1. Vitaliy Kalynychenko was a member of the Ukrainian Helsinki Group.

1. Vitaliy Kalynychenko was a member of the Ukrainian Helsinki Group.
Vitaliy Kalynychenko was approached in 1964 to act as an informant, but his unwillingness to do so caused him to be arrested by a fellow student in 1965.
Vitaliy Kalynychenko was released without charge, and worked in Leningrad as an electrical engineer.
On July 20,1966, Vitaliy Kalynychenko was caught trying to flee to Finland.
Vitaliy Kalynychenko was taken to Moscow, where, according to standard Soviet procedure, his mental state was examined.
Vitaliy Kalynychenko was ruled sane by the Serbsky Institute of General and Forensic Psychiatry in Moscow, and stood trial.
On January 12,1967, Vitaliy Kalynychenko was charged with "attempting to betray his homeland", and was sentenced to 10 years in a harsh regime labour camp.

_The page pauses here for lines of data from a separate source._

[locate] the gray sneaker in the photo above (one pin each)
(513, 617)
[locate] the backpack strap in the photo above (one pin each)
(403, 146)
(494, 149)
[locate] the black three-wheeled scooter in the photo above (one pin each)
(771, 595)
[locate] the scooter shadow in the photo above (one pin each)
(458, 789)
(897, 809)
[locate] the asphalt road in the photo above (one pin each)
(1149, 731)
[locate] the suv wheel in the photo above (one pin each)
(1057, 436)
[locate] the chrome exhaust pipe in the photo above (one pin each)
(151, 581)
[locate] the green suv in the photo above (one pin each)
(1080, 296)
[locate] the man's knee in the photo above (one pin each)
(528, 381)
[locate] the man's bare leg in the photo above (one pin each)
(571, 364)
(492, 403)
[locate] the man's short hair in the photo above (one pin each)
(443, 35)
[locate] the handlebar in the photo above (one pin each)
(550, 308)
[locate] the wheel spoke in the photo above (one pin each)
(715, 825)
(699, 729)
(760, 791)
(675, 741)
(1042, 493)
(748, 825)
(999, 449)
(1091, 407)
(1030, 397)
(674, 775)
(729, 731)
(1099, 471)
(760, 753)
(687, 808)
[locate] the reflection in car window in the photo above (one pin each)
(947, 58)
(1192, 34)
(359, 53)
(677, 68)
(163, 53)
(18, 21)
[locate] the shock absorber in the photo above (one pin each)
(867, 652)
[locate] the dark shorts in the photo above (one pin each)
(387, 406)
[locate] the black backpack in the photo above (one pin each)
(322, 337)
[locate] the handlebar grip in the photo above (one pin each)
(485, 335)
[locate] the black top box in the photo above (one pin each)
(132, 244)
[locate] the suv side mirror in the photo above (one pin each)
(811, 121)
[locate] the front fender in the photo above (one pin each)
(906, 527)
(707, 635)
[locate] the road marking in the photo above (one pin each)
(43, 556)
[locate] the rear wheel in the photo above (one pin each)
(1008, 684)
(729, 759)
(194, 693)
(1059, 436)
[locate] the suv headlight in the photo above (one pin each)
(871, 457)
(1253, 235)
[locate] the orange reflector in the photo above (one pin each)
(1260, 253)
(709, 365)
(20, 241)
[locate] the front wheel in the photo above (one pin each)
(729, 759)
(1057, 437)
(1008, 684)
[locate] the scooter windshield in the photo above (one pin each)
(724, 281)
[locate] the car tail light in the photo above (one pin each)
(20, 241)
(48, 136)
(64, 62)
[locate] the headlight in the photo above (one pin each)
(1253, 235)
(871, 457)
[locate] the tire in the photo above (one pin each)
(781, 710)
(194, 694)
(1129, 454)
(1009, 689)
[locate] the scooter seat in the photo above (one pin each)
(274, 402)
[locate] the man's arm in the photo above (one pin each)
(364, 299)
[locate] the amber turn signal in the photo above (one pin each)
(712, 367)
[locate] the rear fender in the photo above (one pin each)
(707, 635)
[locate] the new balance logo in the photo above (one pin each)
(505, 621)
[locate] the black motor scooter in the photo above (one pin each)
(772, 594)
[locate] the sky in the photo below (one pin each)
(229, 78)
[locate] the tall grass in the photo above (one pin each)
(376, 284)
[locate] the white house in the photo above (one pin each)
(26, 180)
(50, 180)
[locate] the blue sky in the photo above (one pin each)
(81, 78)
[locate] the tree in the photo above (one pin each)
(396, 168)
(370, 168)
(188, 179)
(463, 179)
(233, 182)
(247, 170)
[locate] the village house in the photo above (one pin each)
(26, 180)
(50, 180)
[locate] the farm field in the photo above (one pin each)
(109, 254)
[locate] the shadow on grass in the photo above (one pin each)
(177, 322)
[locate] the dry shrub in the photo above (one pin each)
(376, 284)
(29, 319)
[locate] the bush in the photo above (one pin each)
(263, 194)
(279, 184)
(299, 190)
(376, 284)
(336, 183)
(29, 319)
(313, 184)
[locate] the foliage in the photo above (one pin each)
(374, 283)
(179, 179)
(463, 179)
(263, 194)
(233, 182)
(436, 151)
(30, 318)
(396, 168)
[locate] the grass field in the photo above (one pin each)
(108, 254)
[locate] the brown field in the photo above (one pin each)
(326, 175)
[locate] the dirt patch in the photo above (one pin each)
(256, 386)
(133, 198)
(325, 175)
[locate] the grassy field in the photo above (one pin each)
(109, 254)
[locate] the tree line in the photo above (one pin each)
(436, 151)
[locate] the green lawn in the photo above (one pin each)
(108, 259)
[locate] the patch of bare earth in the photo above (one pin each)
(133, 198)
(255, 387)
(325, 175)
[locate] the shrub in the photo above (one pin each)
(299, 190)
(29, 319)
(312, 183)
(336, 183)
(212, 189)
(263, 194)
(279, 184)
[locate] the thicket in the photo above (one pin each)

Vitaliy Kalynychenko protested to his sentence on the grounds that he had not been sentenced for trying to cross a border illegally, but rather that he was a political prisoner.
Vitaliy Kalynychenko joined the Ukrainian Helsinki Group on October 3,1977.
Between October 17 and 27,1977, Vitaliy Kalynychenko went on a hunger strike, demanding to be allowed to emigrate from the USSR.
On October 23,1977, Vitaliy Kalynychenko sent a letter to the Supreme Soviet denouncing Soviet citizenship, military ticket, and university degree.
On November 29,1979, Vitaliy Kalynychenko was arrested a second time, and charged with distributing information of the Moscow Helsinki Group, the Ukrainian Helsinki Group, as well as Anti Soviet Agitation and Propaganda.
On May 16,1980, the Dnipropetrovsk Regional Court ruled that Vitaliy Kalynychenko was a repeat offender and he was sentenced to 10 years imprisonment and 5 years exile.
Vitaliy Kalynychenko lived in Washington, DC, until his death on April 27,2017, at a senior care facility in Silver Spring, Maryland.